Interlinking internal and external magnetic fields of relativistically rotating neutron stars

Laboratory of Universe Sciences, Department of Physics, University of Patras, Patras, Rio 26504, Greece

^⋆ Corresponding authors: d.ntotsikas@upatras.gr; kngourg@upatras.gr

Received: 7 March 2025
Accepted: 31 May 2025

Abstract

Context. Both the internal and external magnetic field of neutron stars have been studied thoroughly via sophisticated methods that incorporate relativistic effects at the exterior and a magneto-hydrostatic equilibrium at the interior, or even more complex regimes. However, the fundamental issue of linking the internal to the external field in a self-consistent way remains unresolved. To achieve a realistic depiction of the magnetic field, both the internal and external configurations need to be addressed in a single, simultaneous calculation.

Aims. Our aim is to solve for the structure of the magnetic field of a neutron star within the stellar interior and the relativistically rotating magnetosphere, adhering to barotropic equilibria in the interior and the relativistic force-free condition at the exterior.
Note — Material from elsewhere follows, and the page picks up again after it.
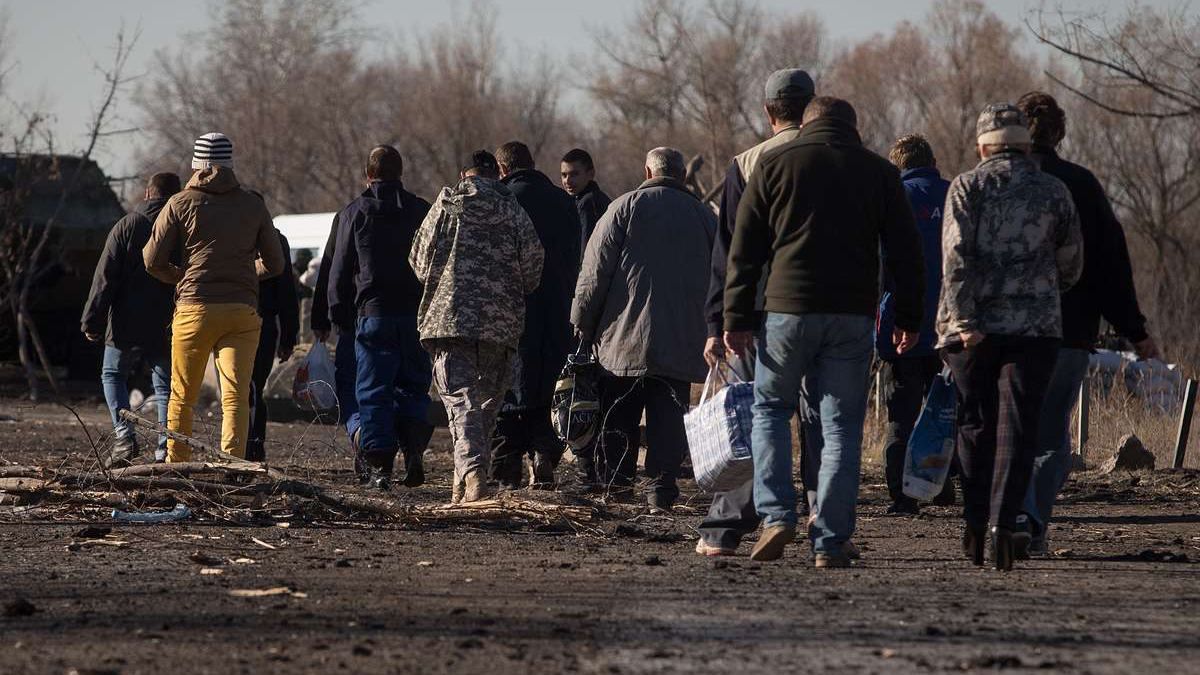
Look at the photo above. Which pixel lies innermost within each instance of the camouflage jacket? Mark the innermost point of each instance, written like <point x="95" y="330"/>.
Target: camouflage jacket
<point x="1011" y="245"/>
<point x="478" y="256"/>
Methods. We solved the axisymmetric pulsar equation for the magnetosphere and the associated equilibrium equations for the neutron star’s interior by employing an elliptic solver and using the method of simultaneous relaxation for the magnetic field inside and outside the star. Appropriate boundary conditions were implemented at the interior of the star, the light cylinder, and the external boundary of the integration domain.

Results. We have found self-consistent solutions corresponding to a variety of combinations of internal and external fields. In all cases, the external field satisfies the force-free axisymmetric pulsar equation. The internal field satisfies a barotropic equilibrium and extends to the centre of the star. If a toroidal field is included at the interior of the star, it either has the form of a twisted torus confined within the flux surfaces that close inside the star, or it extends to the magnetosphere but is contained to the field lines that close within the light cylinder.

Conlcusions. This work presents a global solution for the internal and external field of an axisymmetric rotating neutron star. It is shown that the twist of the internal field affects the external field by increasing the number of open field lines and eventually the spin-down rate of the star. This effect is far more drastic if the toroidal field, and consequently the poloidal current flowing within the star, is allowed to populate the closed field lines of the magnetosphere instead of remaining confined in the star. We further remark that the internal field structure depends on the presence of a twisted magnetosphere: if the twist current is not allowed to flow into the magnetosphere, it only occupies a narrow toroid at the interior of the star, whereas if the twist currents are allowed to flow into the magnetosphere, the internal toroidal field can occupy a significant volume of the stellar interior. Strong magnetospheric currents may also impact the emission mechanisms and lead to fluctuations in magnetar spin-down rates, the moding and nulling of pulsars, a correlation between angular shear and twist, and the general morphology of the pulsar magnetic field resulting in various observational manifestations. The magnetospheric toroidal fields may dissipate, and thus the system may switch from a global twist to an internal twist and consequently exhibit transient behavior.